Selain itu, rombongan Brunei Darussalam juga melakukan peninjauan langsung ke sejumlah lokasi potensial di Jawa Tengah.
Gubernur Jawa Tengah Ahmad Luthfi mengatakan, dengan luas wilayah yang mencakup 35 kabupaten/kota, Jawa Tengah membutuhkan eksplorasi investasi berkelanjutan untuk mendorong pemerataan pembangunan dan pertumbuhan ekonomi daerah.
“Karena itu, kami menyampaikan terima kasih atas minat investasi yang disampaikan oleh Pangiran Muda Abdul Qawi,” ujar Ahmad Luthfi.
Ia menjelaskan, pengelolaan sampah menjadi salah satu prioritas pembangunan daerah sejalan dengan arahan Presiden Prabowo Subianto yang menargetkan Indonesia mencapai kondisi nol sampah pada 2029.
Pemerintah daerah, kata dia, dituntut untuk lebih kreatif dan inovatif dalam menangani persoalan tersebut, salah satunya dengan menggandeng investor.
“Saat ini pengelolaan sampah yang sudah berjalan antara lain di Banyumas Raya dengan sistem RDF, kemudian Pekalongan Raya. Sementara Solo Raya masih menjadi tantangan dan sudah kami komunikasikan dengan Wali Kota Solo,” jelasnya.
Untuk sektor energi terbarukan, Ahmad Luthfi menawarkan optimalisasi sejumlah waduk di Jawa Tengah serta pengembangan energi bersih guna mendukung Kawasan Industri Terpadu Batang (KITB) dan kawasan industri lainnya. Menurutnya, KITB merupakan kawasan industri terbesar di Jawa Tengah yang telah terintegrasi dengan sektor pariwisata, perumahan, serta rencana pembangunan dry port.
“KITB merupakan kawasan industri terbesar yang kami miliki. Di sana sudah terintegrasi antara industri, pariwisata, dan perumahan, serta rencana pembangunan dry port. Ini menjadi peluang investasi yang sangat bagus,” jelasnya.
Ahmad Luthfi juga menyampaikan rencana kunjungan balasan ke Brunei Darussalam di masa mendatang. Selain untuk penandatanganan kerja sama, kunjungan tersebut juga dimaksudkan untuk bertemu dengan para pekerja migran asal Jawa Tengah yang bekerja di Brunei Darussalam.
Sementara itu, Pangiran Muda Abdul Qawi mengungkapkan bahwa selama berada di Jawa Tengah, ia telah mengunjungi sejumlah lokasi, termasuk Candi Borobudur yang terakhir kali dikunjunginya sekitar 20 tahun lalu.
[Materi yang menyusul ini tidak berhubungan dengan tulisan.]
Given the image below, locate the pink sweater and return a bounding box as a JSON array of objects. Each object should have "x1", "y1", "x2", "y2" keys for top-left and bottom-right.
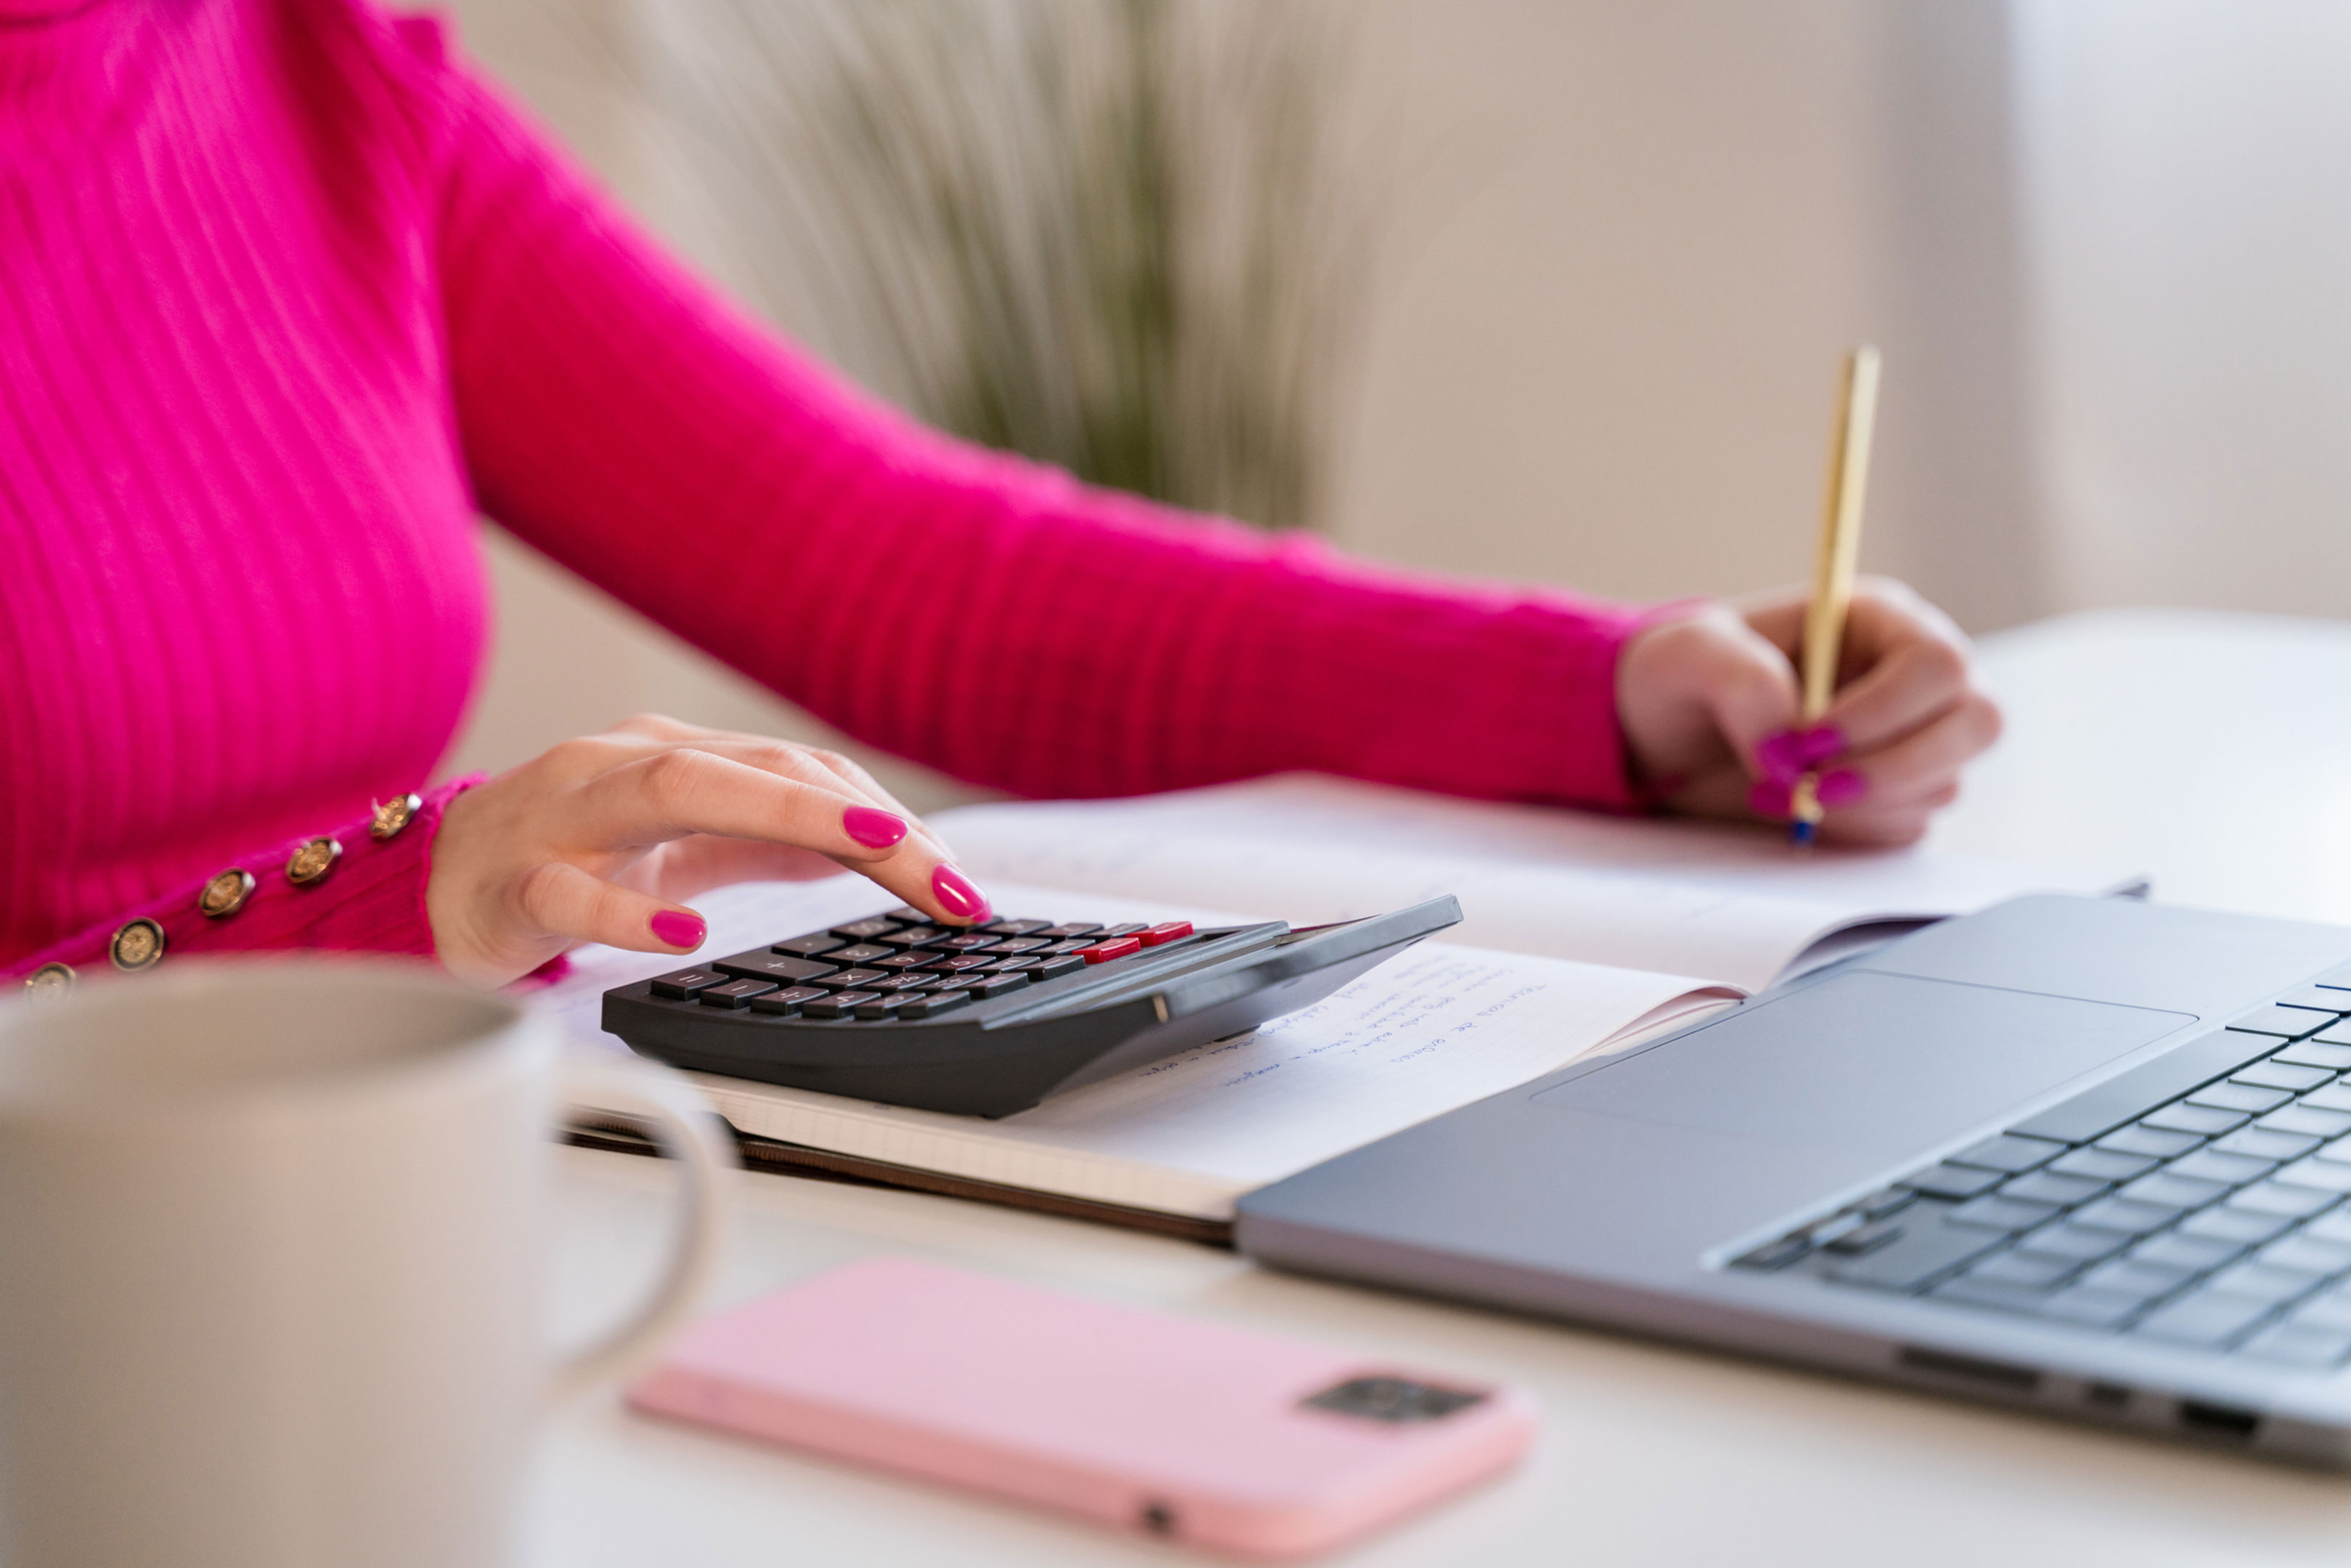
[{"x1": 0, "y1": 0, "x2": 1644, "y2": 984}]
Ia juga telah mengajak sejumlah delegasi untuk membahas aspek teknis investasi bersama dinas dan instansi terkait di lingkungan Pemerintah Provinsi Jawa Tengah.
Hingga akhir 2025, nilai investasi Brunei Darussalam di Jawa Tengah tercatat sekitar Rp5 miliar. Capaian tersebut menunjukkan tingkat kepercayaan awal yang positif terhadap iklim investasi di Jawa Tengah. Ke depan, peluang perluasan investasi Brunei Darussalam terus dijajaki, mencakup sektor agroindustri, rantai pasok pangan halal, perikanan terpadu, cold chain logistics, serta layanan kesehatan berkonsep ramah lingkungan.